Abstract
Perforin-2 is vital for successful containment and elimination of bacterial infection regardless of infection route or pathogen cell wall composition. Lacking Perforin-2 or having a mutant allele for this pore forming bactericidal protein prevents bacterial clearance in animal models and humans.
Using a pharmacological approach, we confirmed the importance of cytosolic tail ubiquitination as an activator of Perforin-2 trafficking. We demonstrate that treatment of macrophages with MLN4924 disrupts intracellular trafficking of Perforin-2 as evident by the loss of LPS induced aggregation of Perforin-2 in endosomes. Disruption of trafficking also leads to the inhibition of Perforin-2 dependent killing of the intracellular pathogens and mirrors the effect of Cif, a bacterial effector which also disrupts NEDD8 modification.
Following localization to the phagosome, recognition and binding to target membranes is necessary to facilitate pore formation. A region within the P2 domain; the β-hairpin is necessary for target membrane binding. It is hypothesized that the overall positive charge of this fold along with its hydrophobic tip make it ideal for target membrane binding. Here we demonstrate that deletion of the β-hairpin or elimination of its hydrophobic tip greatly diminish bactericidal activity.

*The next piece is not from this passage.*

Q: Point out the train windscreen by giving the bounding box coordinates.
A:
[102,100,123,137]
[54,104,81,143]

Finally, we functionally characterize a clinically relevant human variant responsible for persistent polymicrobial infections and advance our knowledge of a candidate therapy, IFN-γ. Patient-derived phagocytes exhibited impaired bactericidal activity against S. Typhimurium and Y. pseudotuberculosis, a phenotype that likely underpins the patient’s recurrent and non-resolving infections. Structural investigation of the variant revealed the patient’s mutation (Y430*) is a nonsense mutation. Y430* causes the loss of the P2 domain and transmembrane domain. Thus, we hypothesize that the variant polypeptide is secreted to the extracellular milieu, leaving the patient with a haploinsufficiency phenotype.